Linda and Jackie aren’t just sisters, they are also the best of friends, and like all friends they talk all the time, giving each other advice and listening to the other’s problems. As sisters, there is five years between then, however they are separated by a different gap, one that is 6,000 miles wide.
Linda lives in Weston-Super-Mare in the UK with her parents and younger brother, while Jackie is in Nairobi, Kenya, with her two small children, a girl aged five and a boy who is just 18 months.
Both are students – 20-year-old Linda has just finished a course at college in travel and tourism. Jackie is at university studying community development and social work, and ultimately wants to work with people in deprived communities.
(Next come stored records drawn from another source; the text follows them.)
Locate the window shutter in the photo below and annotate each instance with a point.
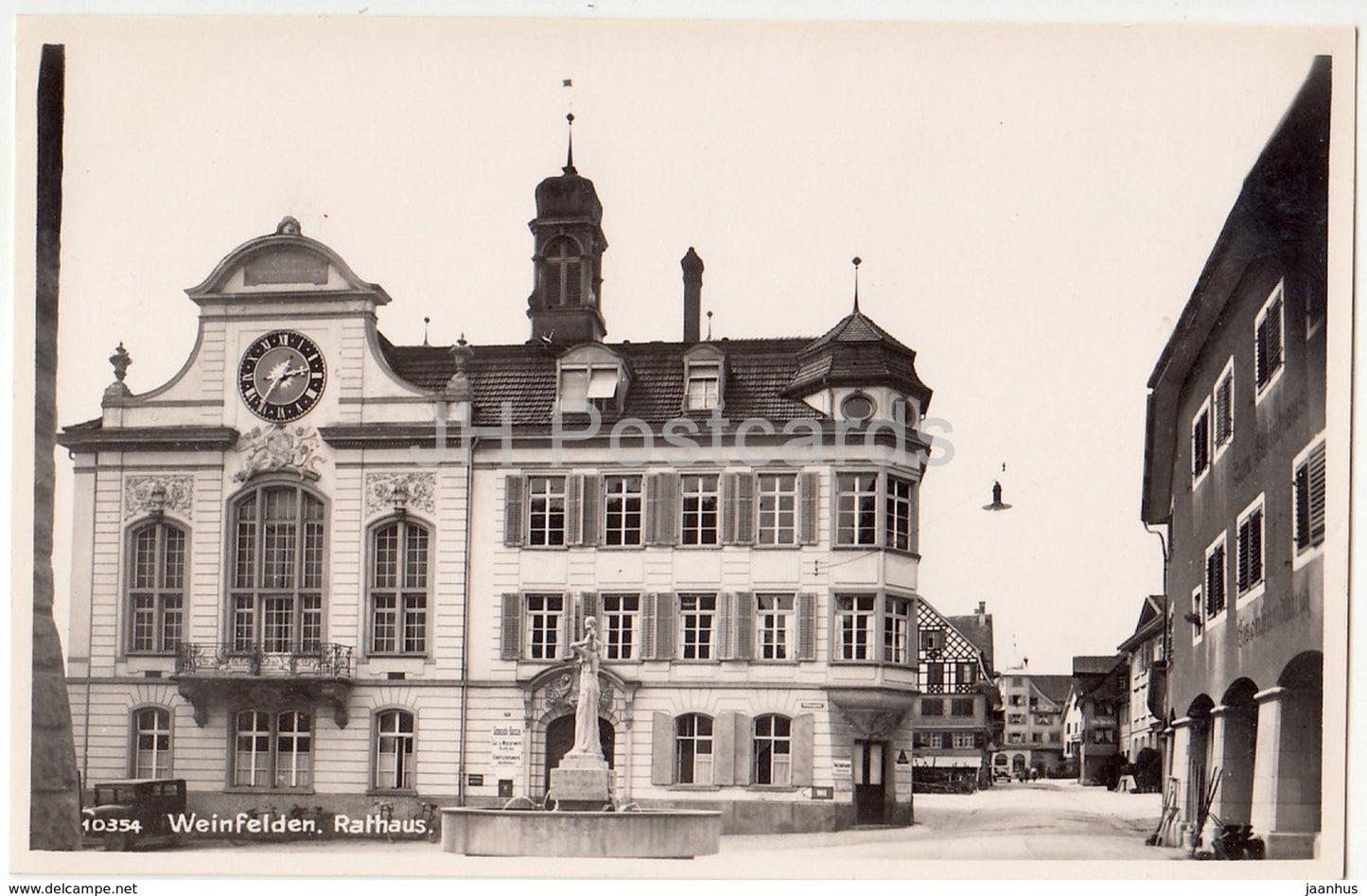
(590, 527)
(513, 511)
(727, 508)
(745, 508)
(744, 748)
(807, 626)
(664, 625)
(804, 745)
(743, 646)
(662, 748)
(808, 494)
(573, 513)
(722, 628)
(512, 644)
(724, 750)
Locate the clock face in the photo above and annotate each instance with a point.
(282, 375)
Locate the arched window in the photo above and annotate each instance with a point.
(693, 748)
(773, 750)
(156, 587)
(276, 585)
(272, 748)
(394, 750)
(152, 743)
(399, 587)
(564, 273)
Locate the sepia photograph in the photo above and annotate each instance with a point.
(659, 448)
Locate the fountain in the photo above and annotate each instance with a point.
(580, 817)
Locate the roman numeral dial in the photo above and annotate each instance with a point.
(282, 375)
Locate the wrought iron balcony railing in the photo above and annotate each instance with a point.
(327, 661)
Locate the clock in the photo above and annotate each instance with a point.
(282, 375)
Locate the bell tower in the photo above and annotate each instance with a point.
(565, 306)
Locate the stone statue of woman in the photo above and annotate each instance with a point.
(586, 712)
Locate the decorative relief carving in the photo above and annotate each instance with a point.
(148, 494)
(275, 448)
(420, 488)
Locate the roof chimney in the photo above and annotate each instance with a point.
(692, 296)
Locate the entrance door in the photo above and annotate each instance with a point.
(868, 782)
(559, 740)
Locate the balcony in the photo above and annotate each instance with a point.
(224, 675)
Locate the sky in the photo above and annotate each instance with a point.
(1032, 207)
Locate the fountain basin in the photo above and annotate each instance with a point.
(662, 834)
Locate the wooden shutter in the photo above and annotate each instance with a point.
(807, 626)
(744, 748)
(573, 513)
(512, 641)
(512, 511)
(804, 745)
(808, 496)
(662, 748)
(664, 604)
(744, 508)
(590, 500)
(743, 634)
(724, 748)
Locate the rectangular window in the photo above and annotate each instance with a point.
(1268, 334)
(897, 631)
(621, 619)
(857, 509)
(1201, 441)
(622, 511)
(778, 509)
(697, 614)
(700, 509)
(543, 625)
(546, 511)
(900, 518)
(1308, 498)
(774, 629)
(1216, 579)
(1251, 548)
(854, 625)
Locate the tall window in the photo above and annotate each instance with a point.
(156, 589)
(152, 743)
(546, 511)
(697, 613)
(857, 509)
(543, 625)
(897, 631)
(564, 273)
(900, 518)
(272, 750)
(1308, 493)
(774, 631)
(276, 595)
(1268, 334)
(621, 614)
(854, 616)
(394, 750)
(700, 502)
(1216, 579)
(778, 509)
(399, 589)
(1251, 548)
(773, 750)
(693, 748)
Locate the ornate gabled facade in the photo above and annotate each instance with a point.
(324, 568)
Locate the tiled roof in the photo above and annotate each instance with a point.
(524, 375)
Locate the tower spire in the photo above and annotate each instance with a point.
(856, 261)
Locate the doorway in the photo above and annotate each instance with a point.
(559, 739)
(869, 794)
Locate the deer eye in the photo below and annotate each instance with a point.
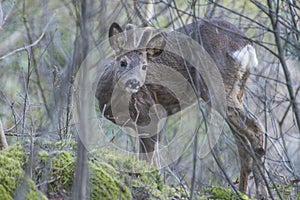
(123, 63)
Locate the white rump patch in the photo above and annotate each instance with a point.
(246, 57)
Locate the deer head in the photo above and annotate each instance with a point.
(133, 47)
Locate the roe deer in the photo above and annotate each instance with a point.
(234, 56)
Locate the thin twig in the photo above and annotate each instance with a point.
(30, 45)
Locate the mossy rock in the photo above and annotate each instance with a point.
(12, 177)
(222, 193)
(111, 176)
(104, 182)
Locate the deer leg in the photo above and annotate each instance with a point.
(147, 148)
(245, 161)
(246, 125)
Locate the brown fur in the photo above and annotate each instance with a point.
(220, 39)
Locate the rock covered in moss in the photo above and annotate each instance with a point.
(12, 177)
(222, 193)
(104, 182)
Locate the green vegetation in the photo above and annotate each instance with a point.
(13, 181)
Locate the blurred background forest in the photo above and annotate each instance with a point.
(42, 46)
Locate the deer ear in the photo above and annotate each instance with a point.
(116, 38)
(156, 45)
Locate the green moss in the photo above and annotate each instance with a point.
(12, 175)
(4, 193)
(104, 185)
(63, 165)
(34, 194)
(223, 193)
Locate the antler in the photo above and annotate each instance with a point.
(136, 38)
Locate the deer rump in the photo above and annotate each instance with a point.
(211, 35)
(233, 55)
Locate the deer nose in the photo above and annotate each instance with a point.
(133, 84)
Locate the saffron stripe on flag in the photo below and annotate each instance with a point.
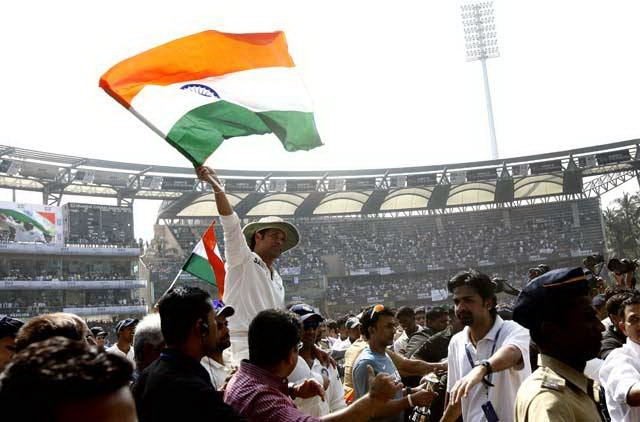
(197, 56)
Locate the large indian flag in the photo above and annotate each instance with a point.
(206, 262)
(199, 90)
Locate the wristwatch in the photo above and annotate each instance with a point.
(487, 365)
(291, 389)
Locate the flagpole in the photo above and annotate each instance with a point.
(215, 183)
(170, 286)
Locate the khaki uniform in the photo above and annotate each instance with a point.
(350, 357)
(556, 392)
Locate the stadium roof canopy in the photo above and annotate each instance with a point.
(577, 173)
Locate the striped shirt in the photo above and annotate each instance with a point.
(260, 396)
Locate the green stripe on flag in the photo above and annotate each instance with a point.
(201, 131)
(200, 267)
(23, 218)
(295, 129)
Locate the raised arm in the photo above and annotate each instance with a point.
(236, 249)
(208, 175)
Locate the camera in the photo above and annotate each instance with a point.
(594, 263)
(503, 286)
(622, 266)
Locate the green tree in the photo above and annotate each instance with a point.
(622, 227)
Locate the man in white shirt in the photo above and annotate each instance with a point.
(407, 319)
(488, 359)
(252, 283)
(124, 345)
(24, 232)
(308, 367)
(216, 364)
(620, 374)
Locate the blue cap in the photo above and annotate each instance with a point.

“I was born and raised in Kenya. I came here mostly for studies,” says Linda. “My dad was here before, and then my mum, then they decided to bring us.” It took her some time to adjust to her new life. “The first words were like wow… It was quite cold. That was in January … literally just so cold, very different from Kenya,” she says.
Jackie stayed in Nairobi. She lives in a small rented room during the week, while her aunt looks after her children in the family home. Weekends, she takes a matatu back to see them.
“My babies come first. There’s no way I could leave when they were still young and I was still in school,” she says. “I don’t see my family that often, maybe after two years, three years, that’s when I get to see them. I miss my parents because they’re the most supportive people
I’ve ever met. They’ve been there through thick and thin, they’ve seen me go through the crazies in life and they never given up on me. They’ve loved me and really taken care of me until this point.”
“Being apart from my family isn’t an easy thing to withstand.” Despite missing her family terribly, Jackie knows it’s how it has to be. “I have two people who keep my busy, who make me feel at peace, my children.”
The distance is hard for Linda too. “The thing I miss most about Kenya … I will say food, food is quite different. Adventures, of course, I used to go during holidays, we go to my grandmother’s side, my mother’s side and my father’s side, and friends obviously, I miss my friends most.
Through it all the sisters have stayed close. “She is my big sister, she is very protective, she is almost like my second mum in a way,” says Linda. “It was quite nice, as in we do so many things together: shopping, camping on Sunday, I miss that…”
Jackie also misses her sister. “She’s … a very hard working person, loving, very mature and understanding. She’s been there for me, even though we’re miles and miles apart from each other. She helps me out a lot financially at times. I love her for who she is.”
The sisters stay in touch on their mobiles, chatting over Skype, WhatsApp and through text messages.
Most importantly, the move to the UK means Linda and her parents can look after Jackie financially back in Kenya. She knows she’s in safe hands. “If they didn’t leave, we wouldn’t be where we are right now. The support they’re giving me is amazing,” says Jackie. “The money I get from my parents and from my sister, I basically maintain myself in school. I can do some shopping. I can also pay my rent.”
The money goes instantly to Jackie’s MPesa mobile money account, so she can pay bills, rent and school fees directly from her mobile phone. “My family are the ones who introduced me to WorldRemit. They started sending money. You get your cash immediately. You get your confirmation messages immediately,” says Jackie.
Her family has given Jackie a future. “My mum and dad have done their part, I’m educated now. The next level is for me to work hard in every way I can and be able to save up and manage to take care of my babies,” she says. Like so many families around the world, the sacrifices they’ve made have been worth it.
“You don’t choose, you don’t just wake up in the morning, like, I’m going to be away from my family,” says Linda. “Life happens and you are forced to make decisions. Hard ones for that matter.”